De minister zei dit tegen de Tweede Kamer in een debat over het invloedrijke rapport 'De Staat van het onderwijs', waarin de Onderwijsinspectie voor afnemende leerprestaties en toenemende segregatie waarschuwde.
Het debat ging voornamelijk over het voortgezet onderwijs. De Kamerleden doken op de kwestie van de Limburgse vmbo-scholieren van wie het examen ongeldig is verklaard. Maar er kwamen ook andere onderwerpen aan bod.
De minister vindt dat regionale middelen, bedoeld om de overgang tussen mbo en hbo te verbeteren, ook specifiek op die uitval moeten worden ingezet. Het vorige kabinet trok daar 7,5 miljoen euro per jaar voor uit.
Afkomst
Het duidt wellicht op een kleine koerswijziging. In de vorige regeerperiode sprak het kabinet liever over kinderen van laagopgeleide ouders of van studenten die als eerste in hun familie gaan studeren. Afkomst kreeg minder nadruk.

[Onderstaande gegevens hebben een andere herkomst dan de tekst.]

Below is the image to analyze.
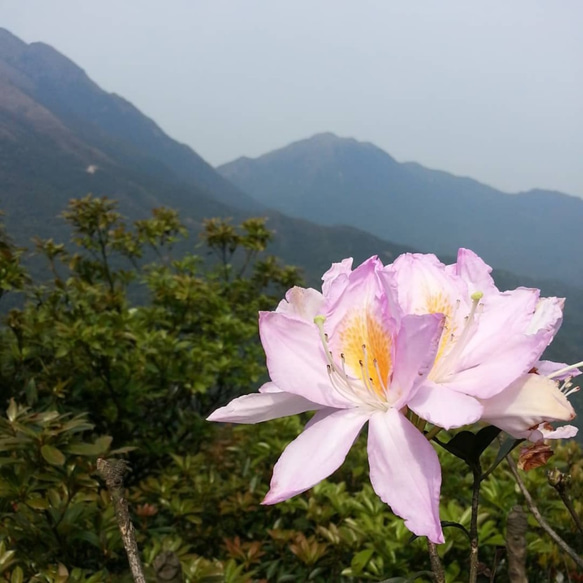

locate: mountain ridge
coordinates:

Uit een analyse van het HOP bleek eerder dat mbo’ers het prima doen als ze naar het hbo gaan. De echte problemen komen inderdaad voor rekening van jongens en studenten met een migratieachtergrond.
Er gaan steeds minder mbo’ers naar het hbo. Begin dit jaar zei minister Van Engelshoven daarover dat mbo’ers heus niet allemaal naar het hbo hoeven. Maar als die daling voortkomt uit “een niet-bewuste keuze”, vindt ze dat “uiteraard wel zeer zorgelijk”.